Das Papier zählt für 2019 rund 32 000 Rechtsextremisten – 8000 mehr als bisher. Die AfD scheiterte am Freitag vor dem Oberverwaltungsgericht Berlin mit dem Versuch, die Nennung der Organisationen und ihrer von den Behörden vermuteten Mitgliederstärke zu verhindern. Einen juristischen Zwist gab es auch um die „Identitäre Bewegung“. Das Berliner Verwaltungsgericht entschied am Dienstag, dass sie im Verfassungsschutzbericht als „gesichert rechtsextrem“ eingestuft werden darf.

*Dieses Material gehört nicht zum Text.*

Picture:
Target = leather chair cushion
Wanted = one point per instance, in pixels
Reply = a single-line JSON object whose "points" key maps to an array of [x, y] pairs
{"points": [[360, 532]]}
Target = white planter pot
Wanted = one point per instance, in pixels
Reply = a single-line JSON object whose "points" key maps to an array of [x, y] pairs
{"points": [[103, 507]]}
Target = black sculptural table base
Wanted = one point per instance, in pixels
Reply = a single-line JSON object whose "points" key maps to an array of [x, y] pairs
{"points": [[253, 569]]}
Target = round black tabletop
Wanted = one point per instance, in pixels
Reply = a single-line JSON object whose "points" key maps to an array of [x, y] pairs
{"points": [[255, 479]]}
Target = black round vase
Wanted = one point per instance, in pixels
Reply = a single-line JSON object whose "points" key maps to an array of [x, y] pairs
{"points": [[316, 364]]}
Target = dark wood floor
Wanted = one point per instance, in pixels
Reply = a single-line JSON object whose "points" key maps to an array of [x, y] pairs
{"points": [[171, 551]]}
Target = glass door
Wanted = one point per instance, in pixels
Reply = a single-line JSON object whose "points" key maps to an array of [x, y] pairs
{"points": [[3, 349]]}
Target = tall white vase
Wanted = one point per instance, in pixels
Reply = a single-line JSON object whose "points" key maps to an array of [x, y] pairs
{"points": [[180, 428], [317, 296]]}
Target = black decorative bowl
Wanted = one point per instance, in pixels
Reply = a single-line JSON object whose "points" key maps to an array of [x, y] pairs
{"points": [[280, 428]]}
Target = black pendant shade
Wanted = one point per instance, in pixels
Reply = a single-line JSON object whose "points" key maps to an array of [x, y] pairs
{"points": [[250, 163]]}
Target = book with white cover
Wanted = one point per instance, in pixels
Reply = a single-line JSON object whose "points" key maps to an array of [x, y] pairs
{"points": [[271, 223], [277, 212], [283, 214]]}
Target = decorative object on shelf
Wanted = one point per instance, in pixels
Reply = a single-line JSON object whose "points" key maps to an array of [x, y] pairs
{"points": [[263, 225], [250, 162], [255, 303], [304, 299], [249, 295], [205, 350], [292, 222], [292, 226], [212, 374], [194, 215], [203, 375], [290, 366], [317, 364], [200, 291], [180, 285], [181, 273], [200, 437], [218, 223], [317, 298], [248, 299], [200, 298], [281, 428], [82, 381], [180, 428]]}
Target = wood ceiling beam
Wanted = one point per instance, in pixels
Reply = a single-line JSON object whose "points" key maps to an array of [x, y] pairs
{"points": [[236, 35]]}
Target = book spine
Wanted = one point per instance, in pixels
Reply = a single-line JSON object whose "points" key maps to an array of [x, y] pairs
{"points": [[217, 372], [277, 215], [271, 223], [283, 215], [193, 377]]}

Während sich das Ministerium zu dem Thema nicht äußerte, wurde in Sicherheitskreisen auf die erfolgreichen Urteile verwiesen. Der stellvertretende Vorsitzende der Grünen-Bundestagsfraktion, Konstantin von Notz, beklagte, der Minister ducke sich weg. Linksparteichef Bernd Riexinger kritisierte, dass das Ministerium die Nennung von „Flügel“ und JA verhindern wollte. „Mit dem AfD-Flügel wird eine Teilorganisation genannt, deren bekanntester Sprecher, gerichtlich verbrieft, als Faschist bezeichnet werden kann“, sagte er dem RND. „Dass das Bundesinnenministerium diese Gruppierung nicht genannt wissen will und dass es die Entfernung aus dem Bericht dann tatsächlich noch von dem Verfassungsschutz erbittet, muss uns schockieren. Es zeichnet ein Bild von Klüngel und Vertuschung der rechten Gefahr, das die Frage aufwirft, was das Bundesinnenministerium und Horst Seehofer mit dieser Entscheidung erreichen wollen.“ Als Garant innerer Sicherheit sei er „untragbar“.

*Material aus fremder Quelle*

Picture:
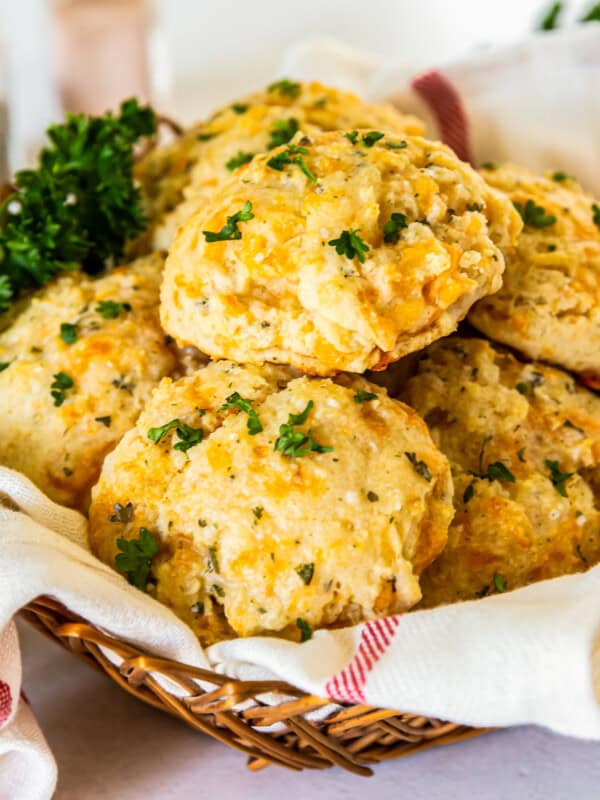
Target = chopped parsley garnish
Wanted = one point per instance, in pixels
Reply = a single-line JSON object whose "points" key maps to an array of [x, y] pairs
{"points": [[68, 332], [135, 557], [294, 444], [392, 228], [213, 559], [593, 15], [369, 139], [122, 513], [468, 493], [557, 477], [239, 160], [560, 177], [230, 230], [305, 629], [291, 155], [282, 131], [236, 400], [550, 19], [420, 467], [499, 583], [305, 572], [286, 88], [79, 206], [350, 244], [362, 397], [534, 216], [59, 386], [396, 145], [188, 436], [111, 310]]}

Als weitere Erklärung dafür, dass Seehofer am Dienstag untertauchte, gilt die noch offene Frage, ob er tatsächlich Strafanzeige gegen die „taz“-Kolumnistin Hengameh Yaghoobifarah wegen eines die Polizei verächtlich machenden Textes erstattet. Dies hatte der CSU-Mann am Sonntag angekündigt, am Montag aber wieder in Zweifel gezogen – augenscheinlich nach einer Intervention der Kanzlerin. Der Vorgang erinnert an den Sommer 2018, als er Flüchtlinge an den Grenzen abweisen wollte und darüber heftig mit Angela Merkel aneinandergeriet.

Der Deutsche Presserat riet am Dienstag von einer Strafanzeige ab. Gut möglich, dass Seehofer vor allem den mit vielen Fragen verbundenen Verfassungsschutztermin platzen ließ, um sich nicht erneut erklären und einen etwaigen Rückzieher begründen zu müssen.